0
Answered

Event Broker Create FIM Agent access denied

Bob Bradley 3 years ago • updated by anonymous 3 years ago 3

A vanilla install of Event Broker 3.2.1 RTM throws an Access Denied exception when attempting to connect to the local SQL Server 2012 (Enterprise x64) FIMSynchronizationService database. This is despite the service account having the correct db_datareader role membership on this database, and a UDL file running under the service account identity successfully connecting to the database.

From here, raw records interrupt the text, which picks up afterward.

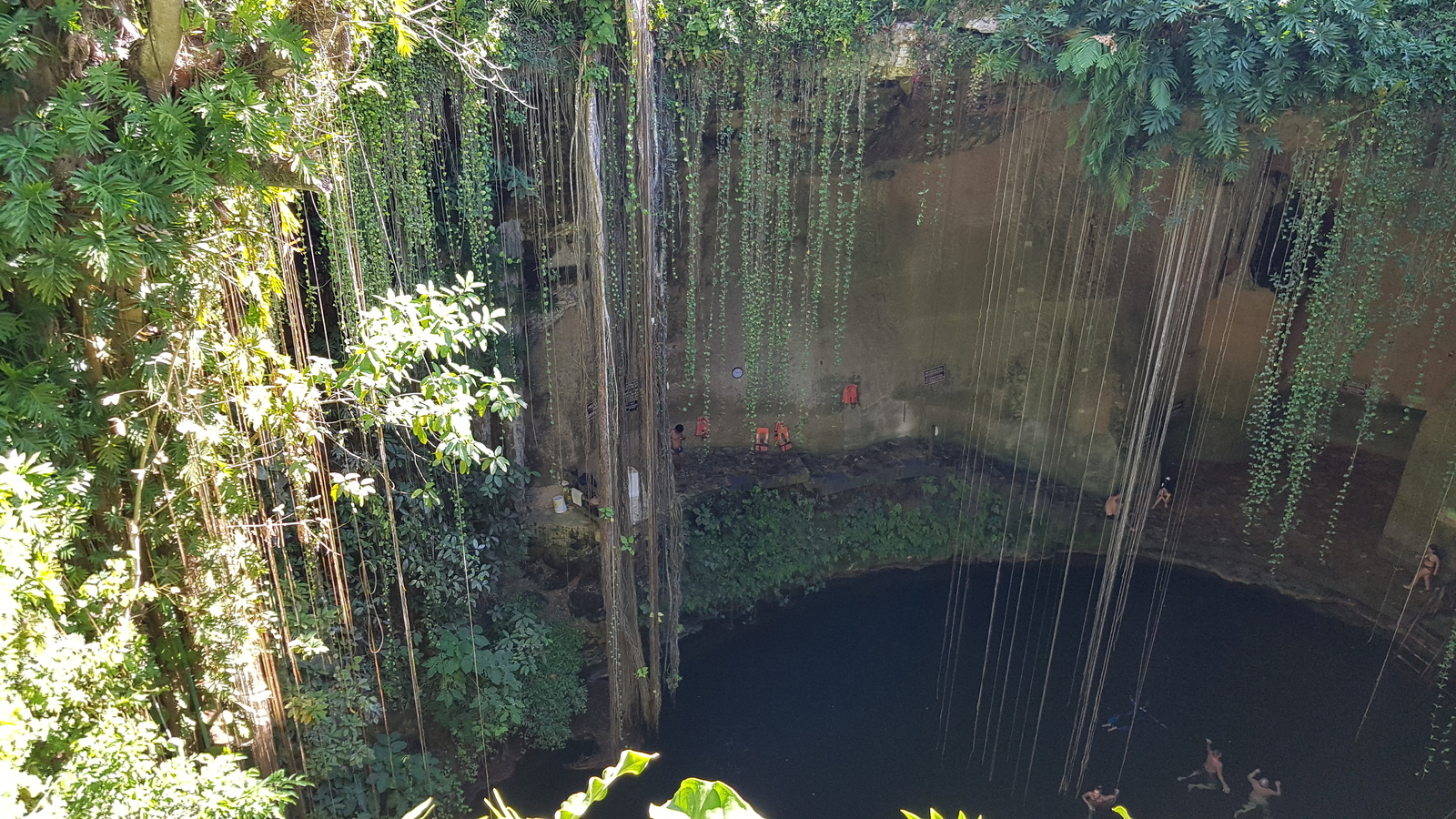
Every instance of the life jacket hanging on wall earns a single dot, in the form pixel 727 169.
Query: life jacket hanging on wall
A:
pixel 761 442
pixel 781 436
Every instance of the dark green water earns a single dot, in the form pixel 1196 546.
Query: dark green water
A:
pixel 827 709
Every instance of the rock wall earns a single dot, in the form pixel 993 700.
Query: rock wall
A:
pixel 997 307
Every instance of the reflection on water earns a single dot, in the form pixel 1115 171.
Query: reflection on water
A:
pixel 829 709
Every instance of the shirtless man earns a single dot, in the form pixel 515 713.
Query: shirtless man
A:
pixel 676 438
pixel 1165 494
pixel 1096 799
pixel 1431 564
pixel 1259 794
pixel 1212 770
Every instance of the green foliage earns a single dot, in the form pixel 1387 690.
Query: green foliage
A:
pixel 408 369
pixel 744 547
pixel 521 676
pixel 703 31
pixel 1201 77
pixel 386 784
pixel 73 671
pixel 699 799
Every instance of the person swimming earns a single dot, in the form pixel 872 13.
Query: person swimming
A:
pixel 1096 799
pixel 1212 773
pixel 1259 794
pixel 1125 720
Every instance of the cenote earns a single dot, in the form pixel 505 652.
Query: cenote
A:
pixel 395 395
pixel 827 707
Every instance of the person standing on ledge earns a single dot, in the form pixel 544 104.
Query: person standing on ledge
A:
pixel 677 446
pixel 1259 796
pixel 1165 493
pixel 1431 564
pixel 1097 800
pixel 1212 773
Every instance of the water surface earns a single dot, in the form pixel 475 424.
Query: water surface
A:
pixel 829 707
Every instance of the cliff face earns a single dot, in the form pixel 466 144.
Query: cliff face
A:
pixel 934 244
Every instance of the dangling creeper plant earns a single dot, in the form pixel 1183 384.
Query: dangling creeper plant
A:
pixel 691 116
pixel 856 178
pixel 931 138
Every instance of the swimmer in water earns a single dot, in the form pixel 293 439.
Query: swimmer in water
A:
pixel 1259 796
pixel 1097 800
pixel 1125 722
pixel 1212 773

Log file entry as follows:



20160401,03:05:29,UNIFY FIM Event Broker,Agent Engine,Error,"An error occured when attempting to execute a function against the agent with the id 78271e3f-e5af-4f4e-a4ea-9e076acc3904:

System.UnauthorizedAccessException: Access denied ---> System.Management.ManagementException: Access denied
at System.Management.ManagementException.ThrowWithExtendedInfo(ManagementStatus errorCode)
at System.Management.ManagementObjectCollection.ManagementObjectEnumerator.MoveNext()
at Unify.Product.EventBroker.FIMAgent.QueryFIMForManagementAgents()
--- End of inner exception stack trace ---
at Unify.Product.EventBroker.FIMAgent.UnauthorizedAccessExceptionHandler(ManagementException managementException)
at Unify.Product.EventBroker.FIMAgent.ExceptionHandler[T](T exception, IEnumerable`1 exceptionHandlers)
at Unify.Product.EventBroker.FIMAgent.QueryFIMForManagementAgents()
at Unify.Product.EventBroker.FIMAgent.RefreshAgent()
at Unify.Product.EventBroker.AgentRequestResponseEngine.FIMAgentRefreshRequestAction(IAgent agent, XElement details, Guid agentId)
at Unify.Product.EventBroker.AgentRequestResponseEngine.<.ctor>b__1(IAgent agent, XElement details, Guid agentId)
at Unify.Product.EventBroker.AgentRequestResponseEngine.ExecuteRequest(IAgent agent, XElement details, Guid agentId)
at Unify.Product.EventBroker.AgentEngineRepository.ExecuteAgainstAgent(Guid agentId, XElement details)
at Unify.Product.EventBroker.AgentEngine.ExecuteAgainstAgent(Guid agentId, XElement details)
at Unify.Product.EventBroker.AgentEngineLoggingDecorator.ExecuteAgainstAgent(Guid agentId, XElement details)",Normal
20160401,03:07:13,UNIFY FIM Event Broker,Agent Engine,Warning,"The test of Agent FIM Agent (78271e3f-e5af-4f4e-a4ea-9e076acc3904) failed with message:
System.Management.ManagementException: Access denied
at System.Management.ManagementException.ThrowWithExtendedInfo(ManagementStatus errorCode)
at System.Management.ManagementObjectCollection.ManagementObjectEnumerator.MoveNext()
at System.Management.ManagementObjectCollection.get_Count()
at Unify.Product.EventBroker.FIMAgent.TestConnection()
at Unify.Product.EventBroker.AgentEngine.Notify(ITestAgentConnectionMessage message)",Normal
+1
Searching answer

That's a WMI error, not for the database. Is FIM remote? From here it states that you need to check the WMI permissions.

Doh - yes that was it (added FIMSync Admins membership and restarted service - all good), but I wasn't thinking of WMI when I saw "access denied" obviously, and I didn't see WMI come up on the Troubleshooting page for some reason. Is it possible to be more specific with the "access denied" error perhaps? I know this is a prerequisite that I missed, but if you can determine the problem from the exception then it would make it obvious. Thanks.